In March 1978, 43 were included in the transfer of the South Australian Railways to Australian National with the other two (no. 830 & 845) going to the State Transport Authority before also moving to Australian National. From July 1974 until December 1980 847–849, were loaned to the Public Transport Commission where they were pooled with the 48 class.

Following the conversion of the Adelaide to Alice Springs in the early 1980s and the release of some Commonwealth Railways NJ class locomotives, beginning in April 1980, some 830s were transferred to Australian National's TasRail operation with 20 transferred by August 1986. Withdrawals of the TasRail fleet commenced in late 1987 with only three in service by April 1989. Australian National transferred five back to South Australia while two were sold to Silverton Rail and shipped to Broken Hill. One was preserved by the Don River Railway, Devonport. The remainder were scrapped.

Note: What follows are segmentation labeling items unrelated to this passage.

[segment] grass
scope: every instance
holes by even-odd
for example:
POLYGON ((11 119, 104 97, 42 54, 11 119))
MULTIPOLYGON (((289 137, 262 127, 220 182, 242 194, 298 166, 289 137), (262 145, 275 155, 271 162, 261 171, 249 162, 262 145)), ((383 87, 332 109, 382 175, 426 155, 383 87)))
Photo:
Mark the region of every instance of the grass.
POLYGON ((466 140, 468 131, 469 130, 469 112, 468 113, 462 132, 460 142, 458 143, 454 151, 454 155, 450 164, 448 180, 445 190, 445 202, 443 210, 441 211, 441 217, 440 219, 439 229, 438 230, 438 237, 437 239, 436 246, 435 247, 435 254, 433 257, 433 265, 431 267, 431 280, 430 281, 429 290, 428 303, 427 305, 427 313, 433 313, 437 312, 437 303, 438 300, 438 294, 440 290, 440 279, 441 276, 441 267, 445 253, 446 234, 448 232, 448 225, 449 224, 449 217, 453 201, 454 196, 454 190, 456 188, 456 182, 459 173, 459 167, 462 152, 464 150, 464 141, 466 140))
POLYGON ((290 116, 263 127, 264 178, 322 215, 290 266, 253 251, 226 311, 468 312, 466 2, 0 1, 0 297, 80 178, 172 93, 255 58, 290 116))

In 1991, six were rebuilt as the DA class with new cabs to allow them to be used as shunters. In December 1994 two 48 class locomotives were purchased from the State Rail Authority. One was rebuilt as DA7 and the other scrapped.

Australian National's remaining 830 class were all included with the sale of the South Australian freight operations to Australian Southern Railroad in August 1997.

In June 2000, three were sold to ATN Access for use on grain services. All were included in the sale of the business to Pacific National in February 2004, ending up in storage during the first few years of ownership under PN. 833 was scrapped in July 2016, while 845 was given to SteamRanger Heritage Railway, arriving at their Mt Barker depot in July 2017.  838 remains stored in Junee, still wearing primer paint from its never completed overhaul.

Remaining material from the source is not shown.